The report has also suggested strategies for the commission to tackle the sensitive debate over big dams in the context of its ecological impacts and economical benefits. It suggests "research and studies should focus on specific cities and potential impacts of the 140 largest dams in the world as classified by the International Commission on Large Dams' World Register on Dams". The commission must deal with this approach, together with the views and concerns of the vocal anti-dam non-governmental organisation ( ngo s) who have joined the commission, it recommends.

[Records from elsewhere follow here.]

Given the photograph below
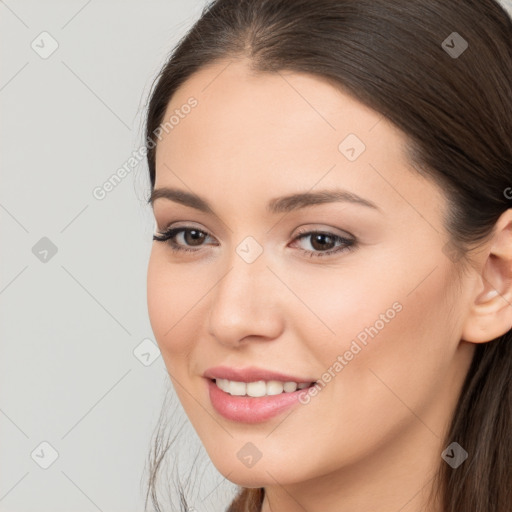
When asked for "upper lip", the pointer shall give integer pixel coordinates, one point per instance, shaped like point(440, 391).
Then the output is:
point(250, 374)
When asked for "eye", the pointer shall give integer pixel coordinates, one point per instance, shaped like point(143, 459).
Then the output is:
point(192, 236)
point(322, 243)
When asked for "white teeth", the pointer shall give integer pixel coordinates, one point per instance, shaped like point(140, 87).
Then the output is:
point(259, 388)
point(290, 387)
point(237, 388)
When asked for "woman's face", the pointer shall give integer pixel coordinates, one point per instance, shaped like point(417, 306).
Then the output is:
point(372, 301)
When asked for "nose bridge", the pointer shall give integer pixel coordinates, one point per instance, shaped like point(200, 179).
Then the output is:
point(243, 302)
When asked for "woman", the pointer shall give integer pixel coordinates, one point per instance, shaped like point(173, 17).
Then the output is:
point(331, 278)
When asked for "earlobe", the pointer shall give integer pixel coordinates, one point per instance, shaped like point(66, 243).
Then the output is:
point(490, 315)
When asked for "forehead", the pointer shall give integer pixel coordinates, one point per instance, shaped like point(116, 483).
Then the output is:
point(280, 132)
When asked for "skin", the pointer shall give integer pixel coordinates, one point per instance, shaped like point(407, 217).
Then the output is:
point(372, 438)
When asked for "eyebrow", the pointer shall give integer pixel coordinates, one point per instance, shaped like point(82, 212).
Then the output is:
point(277, 205)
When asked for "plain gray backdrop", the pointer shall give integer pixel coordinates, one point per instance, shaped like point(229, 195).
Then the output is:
point(81, 378)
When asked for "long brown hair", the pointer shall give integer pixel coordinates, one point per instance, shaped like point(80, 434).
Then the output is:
point(455, 107)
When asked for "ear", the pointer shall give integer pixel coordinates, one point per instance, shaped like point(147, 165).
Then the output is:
point(491, 310)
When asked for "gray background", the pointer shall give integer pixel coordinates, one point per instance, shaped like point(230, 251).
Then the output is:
point(73, 372)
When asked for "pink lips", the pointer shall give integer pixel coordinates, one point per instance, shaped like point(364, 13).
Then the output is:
point(247, 409)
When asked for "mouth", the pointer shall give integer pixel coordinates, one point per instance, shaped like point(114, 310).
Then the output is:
point(256, 401)
point(259, 388)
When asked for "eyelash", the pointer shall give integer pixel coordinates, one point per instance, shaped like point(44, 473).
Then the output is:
point(350, 244)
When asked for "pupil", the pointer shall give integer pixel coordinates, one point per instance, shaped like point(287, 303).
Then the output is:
point(321, 238)
point(196, 236)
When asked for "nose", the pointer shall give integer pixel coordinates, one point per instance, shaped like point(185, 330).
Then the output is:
point(246, 303)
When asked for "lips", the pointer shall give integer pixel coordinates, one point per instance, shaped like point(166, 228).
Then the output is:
point(252, 374)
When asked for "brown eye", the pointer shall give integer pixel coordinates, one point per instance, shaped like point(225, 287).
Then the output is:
point(193, 236)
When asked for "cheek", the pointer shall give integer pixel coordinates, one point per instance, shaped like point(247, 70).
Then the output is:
point(172, 297)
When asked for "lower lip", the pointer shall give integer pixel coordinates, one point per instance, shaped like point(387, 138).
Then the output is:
point(246, 409)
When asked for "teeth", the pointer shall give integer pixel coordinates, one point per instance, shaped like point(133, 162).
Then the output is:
point(259, 388)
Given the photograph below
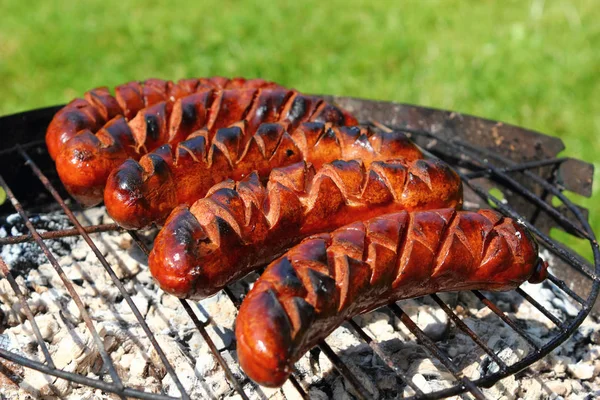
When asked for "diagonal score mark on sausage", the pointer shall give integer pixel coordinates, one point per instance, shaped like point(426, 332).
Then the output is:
point(265, 220)
point(311, 290)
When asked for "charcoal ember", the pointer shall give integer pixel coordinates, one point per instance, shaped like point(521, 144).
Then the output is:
point(188, 353)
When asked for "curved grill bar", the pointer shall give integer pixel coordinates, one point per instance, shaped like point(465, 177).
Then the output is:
point(499, 169)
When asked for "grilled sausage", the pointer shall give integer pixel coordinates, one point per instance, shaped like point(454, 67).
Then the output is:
point(310, 291)
point(85, 162)
point(138, 194)
point(98, 106)
point(238, 227)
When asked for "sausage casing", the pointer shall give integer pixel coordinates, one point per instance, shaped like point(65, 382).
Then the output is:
point(311, 290)
point(98, 106)
point(139, 194)
point(238, 227)
point(157, 113)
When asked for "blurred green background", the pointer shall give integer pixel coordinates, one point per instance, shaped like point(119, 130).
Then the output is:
point(530, 63)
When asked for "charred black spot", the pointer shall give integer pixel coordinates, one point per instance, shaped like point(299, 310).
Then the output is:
point(152, 127)
point(229, 135)
point(196, 144)
point(285, 273)
point(332, 114)
point(82, 155)
point(188, 113)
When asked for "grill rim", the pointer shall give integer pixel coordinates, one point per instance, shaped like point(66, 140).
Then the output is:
point(466, 385)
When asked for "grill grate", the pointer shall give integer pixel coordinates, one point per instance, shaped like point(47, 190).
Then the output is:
point(473, 163)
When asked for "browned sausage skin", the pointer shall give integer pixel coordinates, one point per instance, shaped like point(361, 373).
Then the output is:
point(238, 227)
point(99, 106)
point(307, 293)
point(138, 194)
point(157, 116)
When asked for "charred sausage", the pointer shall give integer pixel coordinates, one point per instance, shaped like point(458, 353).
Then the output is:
point(99, 106)
point(307, 293)
point(139, 194)
point(238, 227)
point(85, 162)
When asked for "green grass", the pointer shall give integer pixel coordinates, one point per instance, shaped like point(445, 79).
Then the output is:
point(534, 64)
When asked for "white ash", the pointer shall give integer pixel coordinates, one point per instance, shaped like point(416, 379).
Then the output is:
point(571, 371)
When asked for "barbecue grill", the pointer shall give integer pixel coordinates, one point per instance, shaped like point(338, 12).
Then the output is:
point(512, 169)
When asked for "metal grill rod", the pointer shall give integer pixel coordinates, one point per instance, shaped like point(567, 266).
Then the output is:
point(60, 234)
point(84, 314)
point(27, 310)
point(462, 326)
point(435, 351)
point(199, 326)
point(376, 347)
point(516, 168)
point(540, 308)
point(506, 319)
point(551, 244)
point(136, 312)
point(82, 380)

Admitting that the governments of developing countries such as Brazil, China and India have adopted an aggressive stance on big dams, as they consider hydroelectricity vital for long-term economic growth and prosperity, it has recommended that the commission should not seek a universal solution to the building of dams as it is not possible to have a single solution to this issue.
As there is no uniformity in hydropower development and construction of dams in different countries, the report has categorised the countries into three groups, according to hydropower potential and their uses to evolve need-specific policies on big dams. It hawks for strategies that must reflect and accommodate such different categories and needs.

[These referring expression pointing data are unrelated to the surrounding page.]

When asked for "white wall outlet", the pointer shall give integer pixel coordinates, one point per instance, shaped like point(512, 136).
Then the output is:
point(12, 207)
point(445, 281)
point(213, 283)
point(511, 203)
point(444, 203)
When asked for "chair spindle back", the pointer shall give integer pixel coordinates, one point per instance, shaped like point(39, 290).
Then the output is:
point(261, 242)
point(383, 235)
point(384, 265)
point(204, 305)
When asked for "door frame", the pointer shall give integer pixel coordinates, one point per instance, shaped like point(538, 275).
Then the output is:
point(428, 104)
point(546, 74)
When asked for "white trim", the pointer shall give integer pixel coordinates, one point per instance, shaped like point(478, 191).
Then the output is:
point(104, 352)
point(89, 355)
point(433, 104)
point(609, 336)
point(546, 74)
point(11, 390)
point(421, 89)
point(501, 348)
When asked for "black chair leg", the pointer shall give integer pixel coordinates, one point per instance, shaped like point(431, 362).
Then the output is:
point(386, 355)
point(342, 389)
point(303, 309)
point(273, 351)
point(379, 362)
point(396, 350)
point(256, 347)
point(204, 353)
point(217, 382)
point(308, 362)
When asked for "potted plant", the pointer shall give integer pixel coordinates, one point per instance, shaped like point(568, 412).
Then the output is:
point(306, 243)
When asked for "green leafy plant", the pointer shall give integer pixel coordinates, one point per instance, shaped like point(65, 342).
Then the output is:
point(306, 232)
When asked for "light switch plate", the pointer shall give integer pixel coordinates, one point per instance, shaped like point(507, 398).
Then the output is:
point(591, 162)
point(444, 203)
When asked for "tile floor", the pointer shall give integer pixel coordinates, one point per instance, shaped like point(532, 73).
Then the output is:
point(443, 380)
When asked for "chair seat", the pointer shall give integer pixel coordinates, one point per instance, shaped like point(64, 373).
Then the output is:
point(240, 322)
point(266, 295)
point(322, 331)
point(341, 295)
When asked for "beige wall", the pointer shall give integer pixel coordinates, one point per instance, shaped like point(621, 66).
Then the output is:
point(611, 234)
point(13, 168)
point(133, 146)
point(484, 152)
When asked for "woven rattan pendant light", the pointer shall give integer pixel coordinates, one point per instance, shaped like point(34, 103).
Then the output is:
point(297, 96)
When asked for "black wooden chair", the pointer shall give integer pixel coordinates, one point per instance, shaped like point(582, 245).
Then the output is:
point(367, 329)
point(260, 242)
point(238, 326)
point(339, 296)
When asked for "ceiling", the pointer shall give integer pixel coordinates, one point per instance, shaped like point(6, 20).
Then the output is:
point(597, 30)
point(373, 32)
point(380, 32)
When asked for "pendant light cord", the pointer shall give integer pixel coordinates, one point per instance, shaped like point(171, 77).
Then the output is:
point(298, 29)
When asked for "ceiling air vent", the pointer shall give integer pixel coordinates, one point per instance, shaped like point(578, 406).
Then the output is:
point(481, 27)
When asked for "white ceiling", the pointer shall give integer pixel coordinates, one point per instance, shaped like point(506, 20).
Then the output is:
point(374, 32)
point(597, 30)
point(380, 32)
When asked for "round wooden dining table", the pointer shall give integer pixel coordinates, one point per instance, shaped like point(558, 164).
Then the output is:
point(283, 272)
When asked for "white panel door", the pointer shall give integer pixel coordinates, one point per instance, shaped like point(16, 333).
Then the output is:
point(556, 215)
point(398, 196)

After categorisation it has suggested establishment of a set of guidelines, standards and criteria to create an appropriate framework for future dam constructions. "Identify countries that should not build any more dams under any circumstances. This should be based on an assessment of present energy production, per capita consumption and the level of dam building, as well as basic water needs of urban and rural populations," says the report. It also advises establishment of an inventory of dams to be demolished by 2010 from countries that have a large number of dams and which are energy sufficient.
It has suggested identifying ecologically sensitive sites of different countries and a ban on construction of dams in these places. The 'off-list' should be based on existing scientific data and established protected areas such as the World Heritage Sites.